Wondering how to get started with SAP HANA Smart Data Integration and Smart Data Quality?
Then you are at the right place to explore information on getting started with SAP HANA Smart Data Integrator (SDI) and SAP HANA Smart Data Quality (SDQ).
There are three major styles of data integration. They are bulk and batch, real-time replication, and data virtualization. SAP HANA Smart Data Integration supports all three. SDI provides real-time data provisioning, bulk data movement, and federation capabilities. It includes two components the Data Provisioning Server on the SAP HANA database server, and the Data Provisioning Agent as an intermediary between SAP HANA and the external sources. Data Provisioning Agent hosts data provisioning adapters. It enables data federation, replication, and transformation scenarios for on-premise or in-cloud deployments. As it can be installed on a separate host from the data source, it can be used in secure enterprise network scenarios. Replication tasks and flowgraphs let you set up batch or real-time data replication and transformation scenarios. SAP HANA Smart Data Quality also requires the script server service running on the SAP HANA database server.

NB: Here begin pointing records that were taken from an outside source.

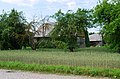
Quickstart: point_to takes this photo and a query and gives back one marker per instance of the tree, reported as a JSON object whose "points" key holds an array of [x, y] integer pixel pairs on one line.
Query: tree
{"points": [[107, 14], [12, 30], [37, 27], [69, 25]]}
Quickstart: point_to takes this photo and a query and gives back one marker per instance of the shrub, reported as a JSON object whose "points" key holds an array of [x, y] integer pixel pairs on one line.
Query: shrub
{"points": [[45, 43], [60, 44]]}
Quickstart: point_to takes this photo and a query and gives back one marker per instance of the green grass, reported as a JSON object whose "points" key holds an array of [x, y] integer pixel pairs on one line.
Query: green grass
{"points": [[113, 73], [87, 61], [87, 57]]}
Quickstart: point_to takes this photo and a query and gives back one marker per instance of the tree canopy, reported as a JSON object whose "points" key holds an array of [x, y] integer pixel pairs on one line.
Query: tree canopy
{"points": [[70, 25], [107, 14], [12, 30]]}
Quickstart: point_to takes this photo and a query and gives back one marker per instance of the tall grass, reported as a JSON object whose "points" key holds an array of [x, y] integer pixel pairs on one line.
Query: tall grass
{"points": [[113, 73], [87, 57]]}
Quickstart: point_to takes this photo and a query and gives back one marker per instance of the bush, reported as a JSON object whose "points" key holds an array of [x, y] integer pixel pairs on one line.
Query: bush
{"points": [[60, 44], [45, 43]]}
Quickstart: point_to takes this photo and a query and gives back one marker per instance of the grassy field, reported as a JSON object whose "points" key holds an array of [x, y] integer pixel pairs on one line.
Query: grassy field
{"points": [[87, 57]]}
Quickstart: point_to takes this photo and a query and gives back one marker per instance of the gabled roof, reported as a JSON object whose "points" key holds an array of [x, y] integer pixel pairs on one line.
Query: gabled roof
{"points": [[95, 37]]}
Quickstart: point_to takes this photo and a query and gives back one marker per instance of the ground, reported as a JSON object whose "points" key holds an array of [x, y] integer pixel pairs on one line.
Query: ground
{"points": [[10, 74]]}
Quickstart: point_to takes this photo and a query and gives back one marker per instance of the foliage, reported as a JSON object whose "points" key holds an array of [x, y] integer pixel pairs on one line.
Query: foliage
{"points": [[114, 73], [60, 44], [107, 14], [37, 27], [70, 25], [45, 43], [12, 30]]}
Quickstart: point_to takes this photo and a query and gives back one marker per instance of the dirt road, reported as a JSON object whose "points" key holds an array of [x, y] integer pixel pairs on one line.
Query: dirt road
{"points": [[8, 74]]}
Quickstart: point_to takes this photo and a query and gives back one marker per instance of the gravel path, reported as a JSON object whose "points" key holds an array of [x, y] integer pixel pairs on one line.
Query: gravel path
{"points": [[8, 74]]}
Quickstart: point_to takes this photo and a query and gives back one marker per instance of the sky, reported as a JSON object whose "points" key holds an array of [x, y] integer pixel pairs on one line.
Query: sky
{"points": [[43, 8]]}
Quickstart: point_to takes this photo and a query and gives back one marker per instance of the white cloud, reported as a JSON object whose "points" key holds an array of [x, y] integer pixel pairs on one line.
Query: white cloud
{"points": [[21, 2], [72, 5], [57, 1]]}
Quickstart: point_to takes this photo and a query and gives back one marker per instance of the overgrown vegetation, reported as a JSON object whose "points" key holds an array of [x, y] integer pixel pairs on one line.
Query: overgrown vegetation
{"points": [[115, 73], [107, 15], [88, 57]]}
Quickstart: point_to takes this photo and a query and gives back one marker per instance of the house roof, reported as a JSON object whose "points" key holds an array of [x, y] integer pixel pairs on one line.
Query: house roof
{"points": [[46, 31], [95, 37]]}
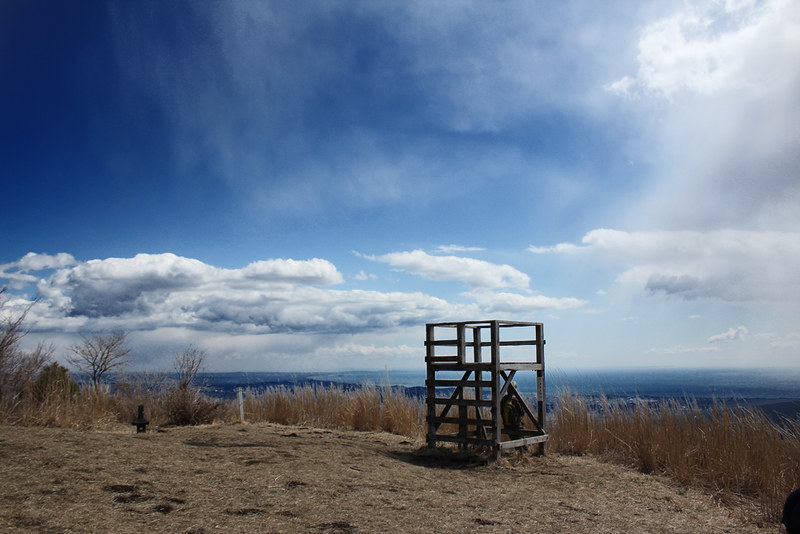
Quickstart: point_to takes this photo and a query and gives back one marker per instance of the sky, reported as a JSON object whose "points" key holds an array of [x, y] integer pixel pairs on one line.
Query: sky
{"points": [[300, 186]]}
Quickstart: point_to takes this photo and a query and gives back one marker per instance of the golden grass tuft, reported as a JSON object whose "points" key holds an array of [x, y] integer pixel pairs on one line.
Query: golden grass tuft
{"points": [[739, 455], [364, 408], [731, 452]]}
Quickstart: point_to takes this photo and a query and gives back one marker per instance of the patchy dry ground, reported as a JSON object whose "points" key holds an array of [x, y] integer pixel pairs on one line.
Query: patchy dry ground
{"points": [[270, 478]]}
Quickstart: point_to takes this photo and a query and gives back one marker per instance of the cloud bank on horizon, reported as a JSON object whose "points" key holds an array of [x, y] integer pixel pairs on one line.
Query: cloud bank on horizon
{"points": [[627, 174]]}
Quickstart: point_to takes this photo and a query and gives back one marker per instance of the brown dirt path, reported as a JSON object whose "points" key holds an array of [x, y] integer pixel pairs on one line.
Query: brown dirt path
{"points": [[271, 478]]}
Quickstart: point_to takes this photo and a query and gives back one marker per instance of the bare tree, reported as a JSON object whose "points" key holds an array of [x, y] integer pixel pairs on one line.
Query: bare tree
{"points": [[99, 354], [18, 368], [188, 364]]}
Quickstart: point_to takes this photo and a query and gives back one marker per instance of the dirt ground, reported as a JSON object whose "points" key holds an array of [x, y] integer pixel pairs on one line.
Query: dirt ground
{"points": [[271, 478]]}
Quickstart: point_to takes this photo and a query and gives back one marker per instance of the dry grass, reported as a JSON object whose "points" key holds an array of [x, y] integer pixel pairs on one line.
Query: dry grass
{"points": [[274, 478], [365, 408], [734, 453], [738, 456]]}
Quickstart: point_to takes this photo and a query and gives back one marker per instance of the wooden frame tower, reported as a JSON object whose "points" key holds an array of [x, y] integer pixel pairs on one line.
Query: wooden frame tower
{"points": [[473, 364]]}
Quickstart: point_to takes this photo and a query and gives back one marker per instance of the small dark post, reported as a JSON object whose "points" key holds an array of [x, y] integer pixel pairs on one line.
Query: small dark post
{"points": [[140, 422]]}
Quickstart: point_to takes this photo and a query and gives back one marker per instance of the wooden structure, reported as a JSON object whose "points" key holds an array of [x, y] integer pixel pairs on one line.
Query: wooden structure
{"points": [[473, 364]]}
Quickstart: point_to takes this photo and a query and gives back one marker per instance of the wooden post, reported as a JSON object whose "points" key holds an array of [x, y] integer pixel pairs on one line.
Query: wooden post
{"points": [[540, 398], [475, 427], [240, 395], [430, 382]]}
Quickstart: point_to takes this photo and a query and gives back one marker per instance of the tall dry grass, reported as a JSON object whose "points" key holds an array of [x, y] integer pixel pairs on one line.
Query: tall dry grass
{"points": [[732, 452], [365, 408], [738, 454]]}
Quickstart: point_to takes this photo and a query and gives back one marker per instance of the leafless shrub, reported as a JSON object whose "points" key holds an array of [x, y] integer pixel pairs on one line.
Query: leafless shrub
{"points": [[18, 368], [100, 354]]}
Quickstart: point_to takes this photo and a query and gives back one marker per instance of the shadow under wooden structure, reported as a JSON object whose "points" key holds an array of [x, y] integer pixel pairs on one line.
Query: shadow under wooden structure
{"points": [[473, 364]]}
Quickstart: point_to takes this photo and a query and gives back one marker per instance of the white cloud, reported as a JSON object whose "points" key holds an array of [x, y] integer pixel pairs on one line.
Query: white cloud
{"points": [[708, 48], [165, 290], [18, 273], [475, 273], [725, 144], [448, 249], [731, 334], [504, 302], [362, 275], [730, 265]]}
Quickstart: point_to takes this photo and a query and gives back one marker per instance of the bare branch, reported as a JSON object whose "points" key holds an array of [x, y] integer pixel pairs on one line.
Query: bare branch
{"points": [[188, 364], [100, 354]]}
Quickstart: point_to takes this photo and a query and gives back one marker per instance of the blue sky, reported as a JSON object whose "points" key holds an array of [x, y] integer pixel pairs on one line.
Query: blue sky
{"points": [[303, 185]]}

SAP HANA Smart Data Integrator and SAP HANA Smart Data Quality have a number of videos created in the HANA Academy to assist with many of the common installation and configuration of the product. These videos along with a number of blogs are available to assist with getting started with SAP HANA Smart Data Integration and Smart Data Quality.
Understand Architecture and Involved HANA Objects
SDI Component hierarchy
- Each Hana instance has a Data Provisioning Server (DPServer)
- The DPServer handles the communication between HANA and the Agents
- Each DP Server has a Data Provisioning Agent connected (DPAgent)
- The DPAgent is usually close to the source system
- Each Adapter is connected to the Sources
- The Adapter acts as a bridge or translation device between the source and HANA
- Each Source has many tables (or procedures)
- The remote source object of HANA holds all information required to connect to a specific source system.
- Each source table is pointed to by virtual tables
- The virtual table represents the remote table in HANA. All metadata needed by HANA is copied for performance reasons, but not the data itself.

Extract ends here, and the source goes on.